L'armée malienne s'est positionnée dimanche dans la localité de Fakola, près de la Côte d'Ivoire, après le départ de djihadistes présumés qui y ont fait une brève incursion avec beaucoup de dégâts, a-t-on appris de sources concordantes.

"L'armée malienne a pris le contrôle de la ville de Fakola. Les djihadistes sont partis. Il n'y a pas eu de combats. Mais les djihadistes ont commis beaucoup de dégâts avant de partir", a déclaré à l'AFP un élu de la localité, sans donner plus de détails.

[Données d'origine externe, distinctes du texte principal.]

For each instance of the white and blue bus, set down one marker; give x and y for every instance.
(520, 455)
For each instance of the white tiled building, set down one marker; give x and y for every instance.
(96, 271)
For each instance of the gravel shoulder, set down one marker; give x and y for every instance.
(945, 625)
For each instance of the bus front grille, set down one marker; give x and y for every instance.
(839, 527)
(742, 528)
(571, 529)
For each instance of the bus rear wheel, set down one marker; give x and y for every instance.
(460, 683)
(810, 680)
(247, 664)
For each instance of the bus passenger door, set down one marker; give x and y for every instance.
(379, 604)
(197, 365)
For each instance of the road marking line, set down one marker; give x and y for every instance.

"Oui, nous tenons actuellement la ville. Mes hommes sont à la mairie, à la préfecture, partout", a laconiquement déclaré à l'AFP un officier de l'armée malienne, joint à Fakola, une ville à 300 km de la capitale Bamako et à une vingtaine de km de la Côte d'Ivoire.

Un drapeau noir portant l'inscription "Ansardine-Sud" a été retrouvé à la mairie de la ville, a indiqué à l'AFP un habitant.

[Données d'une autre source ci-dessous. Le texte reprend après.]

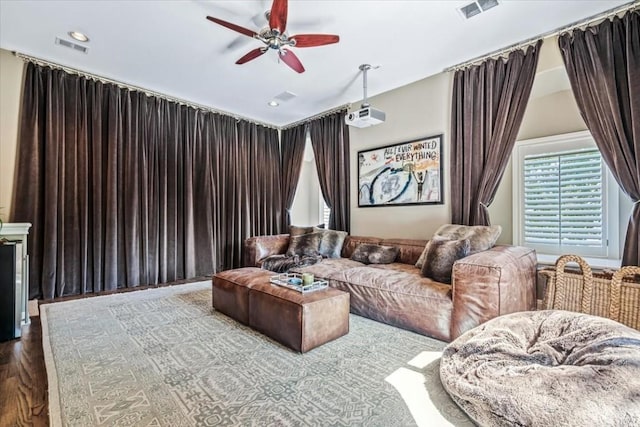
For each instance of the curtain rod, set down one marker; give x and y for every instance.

Selon l'élu local de Fakola, les djihadistes auteurs de l'attaque sont des représentants du groupe jihadiste Ansardine, dans le nord du Mali, dont la tête de son chef, Iyad Ag Ghaly, est mise à prix par les Etats-Unis.

Ansar Dine fait partie des groupes islamistes qui ont contrôlé le nord du Mali en mars-avril 2012, avant d'en être chassés en grande partie à partir de janvier 2013 par une intervention militaire internationale à l'initiative de la France, qui se poursuit actuellement.

"Des bâtiments officiels comme la gendarmerie, la mairie, les caisses d'épargne et de crédit, le bâtiment des eaux et forêts ont été saccagés, détruits ou brûlés" par les assaillants, a fait remarquer une fonctionnaire de Fakola.

Par ailleurs, à Kolondiéba, à 75 km de Fakola, plusieurs centaines de personnes ont participé dimanche une marche pour demander à l'Etat de renforcer la sécurité des populations, selon des témoins joints au téléphone par l'AFP.

Des hommes armés soupçonnés d'être des djihadistes ont pris le contrôle d'une partie de Fakola, près de la frontière ivoirienne, avaient plus tôt indiqué à l'AFP des sources concordantes.